All this said, we would be foolish to refuse technology that genuinely extends our reach. The question is which helps the practice and which hollow it out. A humane division of labor might look like this. Use AI to discover unfamiliar regional techniques or to translate a grandmother’s recipe from a half-remembered dialect. But you set the menu, adjust the seasoning, and make the doneness call. Judgement is the human domain. Let sensors guard against actual hazards (undercooked chicken, unsafe canning practices), while you retain control over the thousand micro-decisions that constitute cooking’s taste-education. Emphasize discovery over personalization. Personalization calcifies your palate because it limits your exposure to what you’ve already encountered. Ask models for contrasts, not confirmations. And archive but keep memory alive. Sure, digitize your recipes for efficient search— but keep the annotated paper, the stains, the marginalia.
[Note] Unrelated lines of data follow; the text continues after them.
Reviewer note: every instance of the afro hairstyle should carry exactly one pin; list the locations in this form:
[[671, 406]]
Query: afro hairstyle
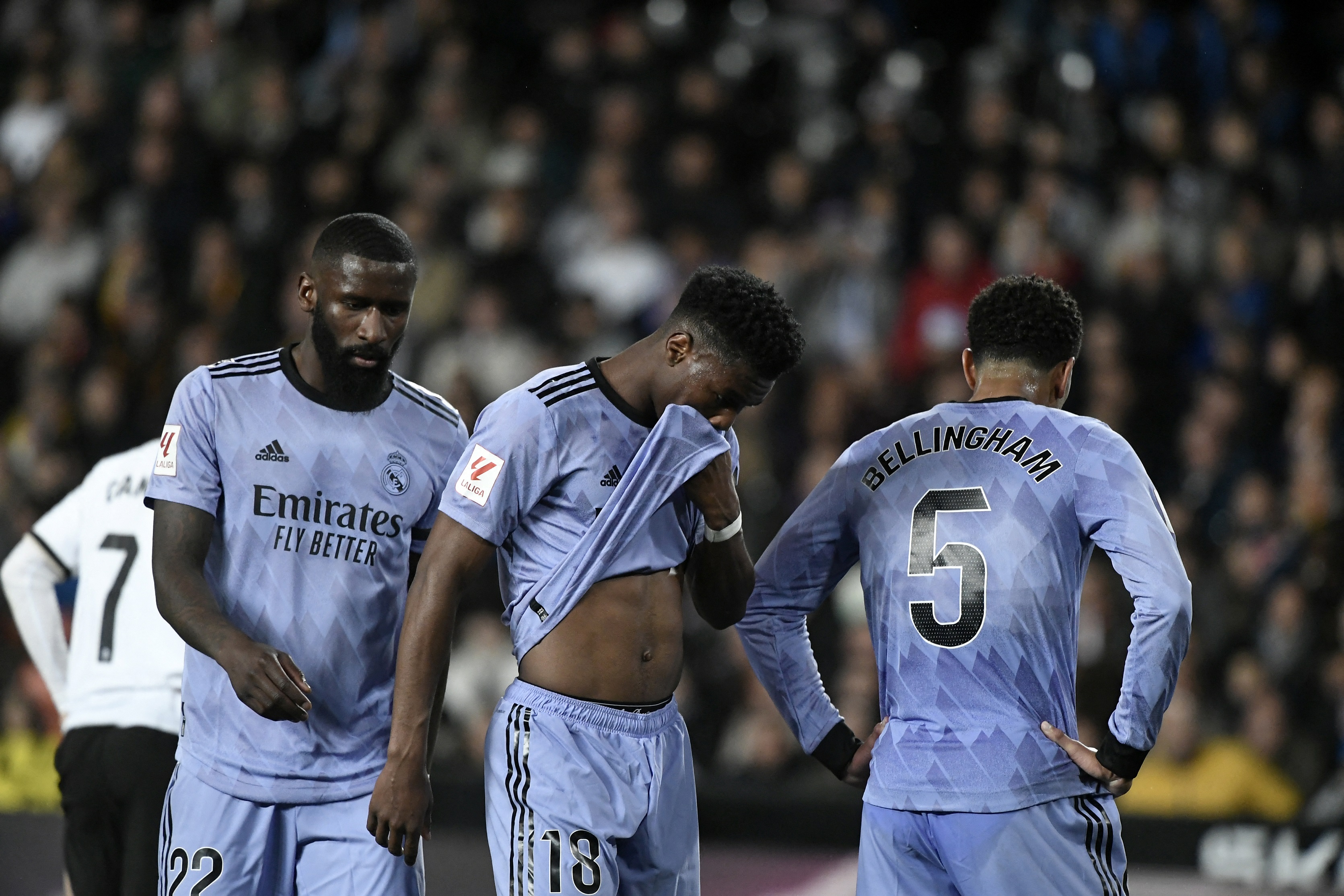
[[741, 319], [1025, 319]]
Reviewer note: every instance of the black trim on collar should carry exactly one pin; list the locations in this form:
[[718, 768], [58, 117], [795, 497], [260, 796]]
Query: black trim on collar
[[287, 364], [51, 554], [615, 398]]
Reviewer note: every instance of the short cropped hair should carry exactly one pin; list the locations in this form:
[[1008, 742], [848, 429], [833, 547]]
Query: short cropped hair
[[741, 319], [365, 236], [1025, 319]]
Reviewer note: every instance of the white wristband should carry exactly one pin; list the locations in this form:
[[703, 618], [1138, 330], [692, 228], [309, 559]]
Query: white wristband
[[726, 532]]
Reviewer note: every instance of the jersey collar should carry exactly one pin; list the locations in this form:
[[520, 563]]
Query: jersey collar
[[287, 364], [615, 398]]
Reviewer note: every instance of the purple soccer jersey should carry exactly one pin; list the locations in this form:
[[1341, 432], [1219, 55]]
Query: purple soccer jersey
[[974, 524], [316, 515], [546, 458]]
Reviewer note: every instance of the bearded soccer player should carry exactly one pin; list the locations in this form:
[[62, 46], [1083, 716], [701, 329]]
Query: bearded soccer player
[[603, 488], [292, 493], [972, 526]]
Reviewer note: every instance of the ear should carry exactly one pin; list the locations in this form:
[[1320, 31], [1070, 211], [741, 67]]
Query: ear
[[1062, 380], [968, 368], [677, 347], [307, 293]]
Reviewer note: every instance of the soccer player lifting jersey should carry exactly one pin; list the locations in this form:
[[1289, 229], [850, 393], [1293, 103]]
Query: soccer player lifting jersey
[[292, 491], [600, 487]]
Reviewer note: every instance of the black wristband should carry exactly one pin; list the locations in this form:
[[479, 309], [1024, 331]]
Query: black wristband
[[838, 749], [1118, 758]]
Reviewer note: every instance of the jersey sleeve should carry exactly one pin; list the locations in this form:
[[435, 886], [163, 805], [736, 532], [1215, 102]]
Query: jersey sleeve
[[507, 466], [809, 555], [58, 530], [1120, 511], [186, 465], [452, 454]]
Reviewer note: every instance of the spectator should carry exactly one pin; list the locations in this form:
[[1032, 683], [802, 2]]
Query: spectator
[[933, 317], [1193, 777], [61, 260]]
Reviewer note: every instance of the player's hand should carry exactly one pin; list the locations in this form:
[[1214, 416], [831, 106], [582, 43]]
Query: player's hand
[[856, 776], [712, 489], [1085, 758], [401, 809], [267, 680]]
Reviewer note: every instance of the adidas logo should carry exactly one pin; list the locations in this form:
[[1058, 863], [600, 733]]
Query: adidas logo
[[273, 453]]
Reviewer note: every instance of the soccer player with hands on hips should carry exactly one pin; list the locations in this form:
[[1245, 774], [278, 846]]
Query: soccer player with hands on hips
[[119, 682], [292, 493], [972, 524], [604, 489]]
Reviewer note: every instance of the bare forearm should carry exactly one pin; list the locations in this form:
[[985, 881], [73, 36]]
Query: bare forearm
[[189, 606], [436, 719], [186, 602], [452, 558], [721, 580], [421, 666]]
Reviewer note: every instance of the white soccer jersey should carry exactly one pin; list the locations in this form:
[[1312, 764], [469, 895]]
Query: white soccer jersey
[[126, 662]]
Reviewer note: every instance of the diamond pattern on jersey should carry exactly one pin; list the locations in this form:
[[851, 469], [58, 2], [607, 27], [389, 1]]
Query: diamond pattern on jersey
[[964, 733], [311, 557]]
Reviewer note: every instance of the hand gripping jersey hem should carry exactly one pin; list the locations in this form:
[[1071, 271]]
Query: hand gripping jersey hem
[[179, 497], [979, 802], [277, 790]]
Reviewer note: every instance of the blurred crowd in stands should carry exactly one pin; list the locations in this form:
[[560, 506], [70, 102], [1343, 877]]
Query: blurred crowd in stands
[[562, 166]]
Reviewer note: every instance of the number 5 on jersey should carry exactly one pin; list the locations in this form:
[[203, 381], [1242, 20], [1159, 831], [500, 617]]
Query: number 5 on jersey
[[924, 540]]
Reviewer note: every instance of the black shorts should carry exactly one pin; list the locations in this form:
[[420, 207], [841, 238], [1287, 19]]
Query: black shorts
[[112, 790]]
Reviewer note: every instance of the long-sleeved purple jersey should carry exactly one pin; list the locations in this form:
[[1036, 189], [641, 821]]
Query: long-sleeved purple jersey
[[974, 524]]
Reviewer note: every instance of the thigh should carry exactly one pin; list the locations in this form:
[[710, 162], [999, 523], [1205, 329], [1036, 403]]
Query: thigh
[[92, 839], [1066, 847], [556, 804], [897, 856], [663, 857], [339, 857], [139, 763], [232, 847]]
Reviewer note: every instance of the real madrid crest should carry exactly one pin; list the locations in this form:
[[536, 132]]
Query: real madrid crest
[[397, 479]]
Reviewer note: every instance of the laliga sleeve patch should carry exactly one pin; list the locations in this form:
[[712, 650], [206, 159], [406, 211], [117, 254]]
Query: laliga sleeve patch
[[166, 461], [478, 480]]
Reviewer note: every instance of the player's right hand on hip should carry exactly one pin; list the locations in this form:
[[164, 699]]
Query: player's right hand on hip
[[401, 809], [267, 680], [856, 776], [1085, 758]]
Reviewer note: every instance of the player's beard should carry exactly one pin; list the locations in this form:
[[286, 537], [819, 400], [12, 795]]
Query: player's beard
[[346, 383]]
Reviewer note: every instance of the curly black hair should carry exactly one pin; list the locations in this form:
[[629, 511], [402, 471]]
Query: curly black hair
[[741, 319], [366, 236], [1025, 319]]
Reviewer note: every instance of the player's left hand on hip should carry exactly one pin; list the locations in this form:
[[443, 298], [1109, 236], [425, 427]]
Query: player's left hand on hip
[[856, 776], [1085, 758]]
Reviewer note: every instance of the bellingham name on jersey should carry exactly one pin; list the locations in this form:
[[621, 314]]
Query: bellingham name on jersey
[[978, 438], [972, 526]]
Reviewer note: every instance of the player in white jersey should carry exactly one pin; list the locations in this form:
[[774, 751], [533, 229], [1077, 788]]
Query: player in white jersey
[[119, 683]]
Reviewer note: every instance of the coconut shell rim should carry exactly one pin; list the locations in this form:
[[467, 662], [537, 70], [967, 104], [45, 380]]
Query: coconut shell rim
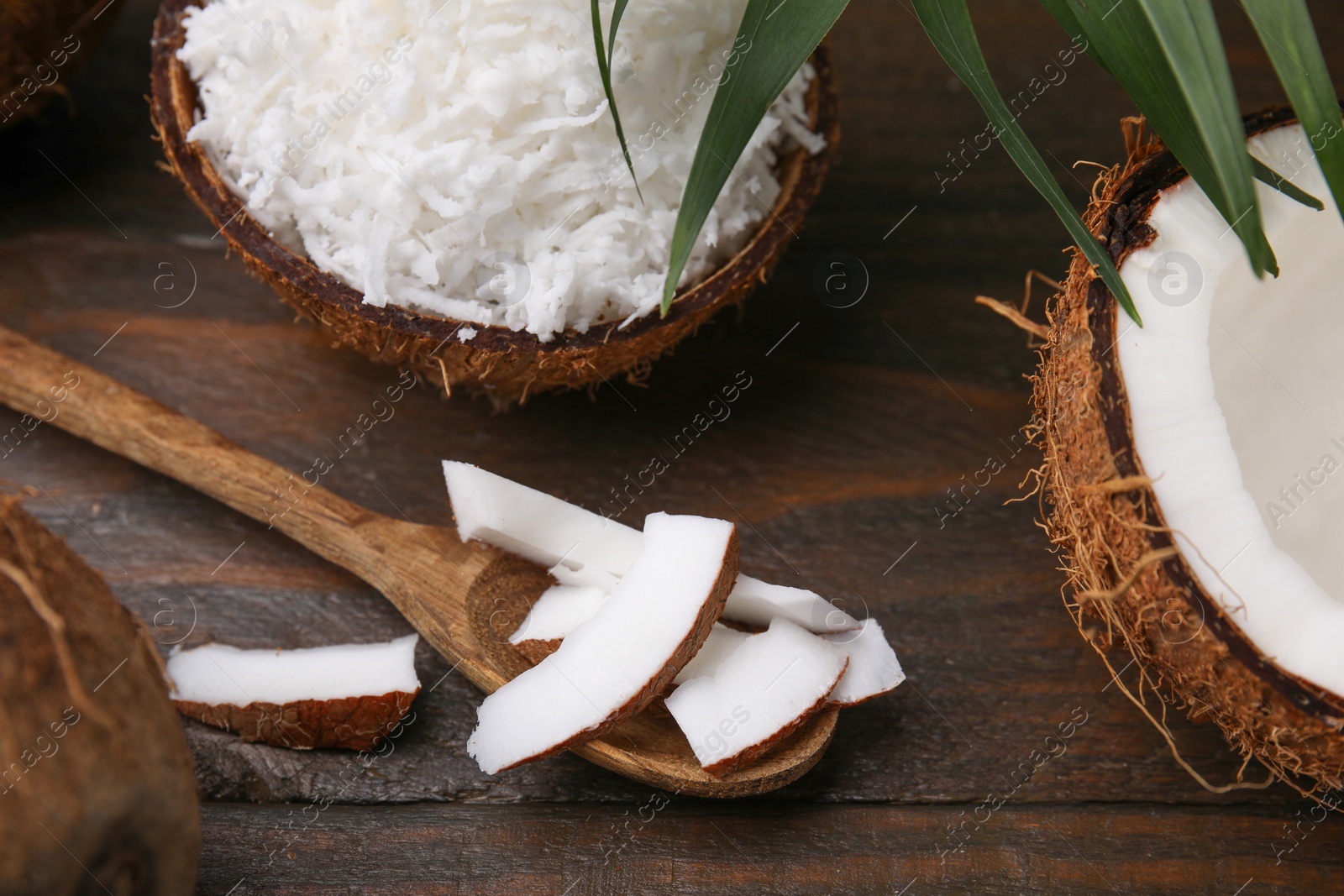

They are not clutter; they are a biography of taste.
This division of labor honors a principle: let machines do what can be scaled; let humans do what creates style. Style is the form agency takes when it has dwelt with materials long enough to speak through them. Agency survives where wonder is still possible, and wonder requires resistance. A tomato that tastes of the field because it had time to become itself; a stock that clarifies slowly, teaching patience; a loaf that fails, and then doesn’t; a table that grows quiet when guests begin to eat—these are the “little things” out of which a life gains richness. They are neither content nor metrics. They are stubbornly, gloriously ends in themselves.
AI can be a brilliant servant in life—an archivist, a scout, a translator, a safety rail. But it must not become the cook, and it must not become the eater. To preserve agency, we must keep some practices focal and some frictions humane; we must insist that certain domains remain resistant enough to keep teaching us how to be human. The kitchen, with its heat and knives and stories, remains the best classroom I know.